O estudo da associação de consumidores, também realizado em Espanha, Bélgica e Itália, aponta incoerências. Por exemplo, o folheto do Vicks Syrup, xarope para a tosse, desaconselha a sua utilização, sem supervisão médica, por crianças com menos de 12 anos, na Bélgica, menos de 6, em Portugal e menos de 2, em Itália e Espanha. O limite diário para a Aspirina é oito comprimidos de 500 mg, em Portugal, e de apenas seis, na Bélgica.
Ao nível nacional, os folhetos e embalagens, em geral, incluem a informação obrigatória, mas esquecem recomendações importantes. Por exemplo, a directiva europeia, já transposta, aconselha os fabricantes a indicarem a frequência das reacções adversas. Alguns dos folhetos já têm esta indicação, mas só um antibiótico (Augmentin) faz bem a separação por frequência, alerta a TESTE SAÚDE.
Alguns medicamentos apresentam o mesmo folheto para diversas dosagens e formas farmacêuticas (xarope, comprimidos, etc.), dificultando leitura. É o caso do anti-histamínico Zyrtec, em comprimidos e xarope.
A influência do álcool, segundo a associação de consumidores, deve constar em todos os folhetos, para que o doente saiba se pode ingeri-lo ou não. Apenas metade dos medicamentos analisados era acompanhada desta informação. A sua ausência na Gabapentina, para a epilepsia, é muito grave, dado que a interacção entre o álcool e o fármaco aumenta o risco de sonolência.

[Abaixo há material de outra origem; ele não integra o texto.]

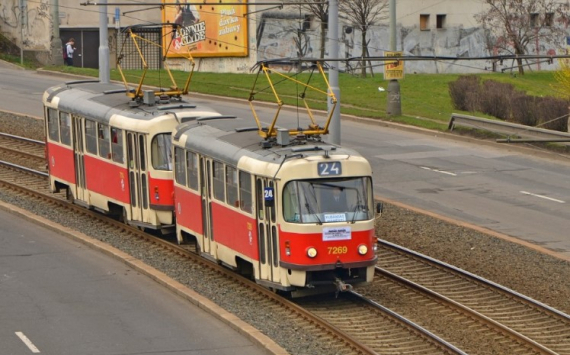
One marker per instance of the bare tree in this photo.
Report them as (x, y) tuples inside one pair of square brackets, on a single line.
[(319, 9), (363, 14), (513, 26)]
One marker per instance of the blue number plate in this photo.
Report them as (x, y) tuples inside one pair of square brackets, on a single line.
[(330, 168)]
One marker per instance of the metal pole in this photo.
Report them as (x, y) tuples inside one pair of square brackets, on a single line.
[(104, 71), (56, 46), (334, 127), (394, 106), (22, 32)]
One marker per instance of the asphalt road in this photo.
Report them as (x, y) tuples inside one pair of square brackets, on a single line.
[(493, 186)]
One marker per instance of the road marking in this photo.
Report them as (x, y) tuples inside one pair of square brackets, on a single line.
[(28, 342), (438, 171), (544, 197)]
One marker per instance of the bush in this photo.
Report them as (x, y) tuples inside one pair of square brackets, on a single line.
[(496, 99), (553, 114)]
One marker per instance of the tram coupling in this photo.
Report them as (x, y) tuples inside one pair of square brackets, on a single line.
[(342, 286)]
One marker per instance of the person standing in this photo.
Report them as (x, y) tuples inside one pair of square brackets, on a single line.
[(69, 49)]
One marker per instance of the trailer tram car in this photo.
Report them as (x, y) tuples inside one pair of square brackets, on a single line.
[(114, 155), (292, 212)]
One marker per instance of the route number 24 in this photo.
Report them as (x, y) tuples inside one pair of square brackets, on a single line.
[(330, 168)]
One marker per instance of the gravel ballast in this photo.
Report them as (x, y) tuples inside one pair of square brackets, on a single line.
[(540, 276)]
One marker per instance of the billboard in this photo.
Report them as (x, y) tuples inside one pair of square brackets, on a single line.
[(210, 29), (393, 69)]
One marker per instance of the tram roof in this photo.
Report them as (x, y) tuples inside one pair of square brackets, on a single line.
[(229, 138), (100, 101)]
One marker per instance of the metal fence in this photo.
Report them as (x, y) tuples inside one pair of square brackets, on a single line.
[(130, 58)]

No Fastum, anti-inflamatório em gel, falta uma advertência importante: não apanhar sol, nem frequentar o solário durante o tratamento, por risco de reacções graves. Este efeito foi identificado depois de o fármaco estar à venda. Ao contrário do que sucedeu nos outros países do estudo, o folheto nacional não foi actualizado.
A DECO considera indispensável que os laboratórios e as autoridades que regulam o sector, nomeadamente o Infarmed, ao nível nacional, e a Agência Europeia do Medicamento (EMEA), na Europa, assegurem uma informação mais homogénea, clara e legível ao consumidor.
Aos laboratórios e à EMEA cabe garantir a mesma informação a todos os consumidores europeus, apostando na coerência dos folhetos, tanto ao nível da informação escrita, como dos símbolos e desenhos. Pouco usados no nosso país, estes facilitam a leitura e compreensão.
A lei deve tornar obrigatórios os testes de legibilidade dos folhetos e embalagens por um painel de consumidores, de preferência de vários estratos sociais, para garantir maiores níveis de compreensão.
Os laboratórios que vendem o mesmo medicamento em dosagens e formas farmacêuticas diferentes devem apresentar um folheto para cada uma, de modo a evitar confusões.
Os fármacos de venda livre devem indicar sempre a duração máxima do tratamento, sem supervisão médica.
Os medicamentos sujeitos a regras de aprovação particulares (homeopáticos, fitoterapêuticos, etc.) deveriam ter uma embalagem diferente, para serem facilmente reconhecidos pelos pacientes.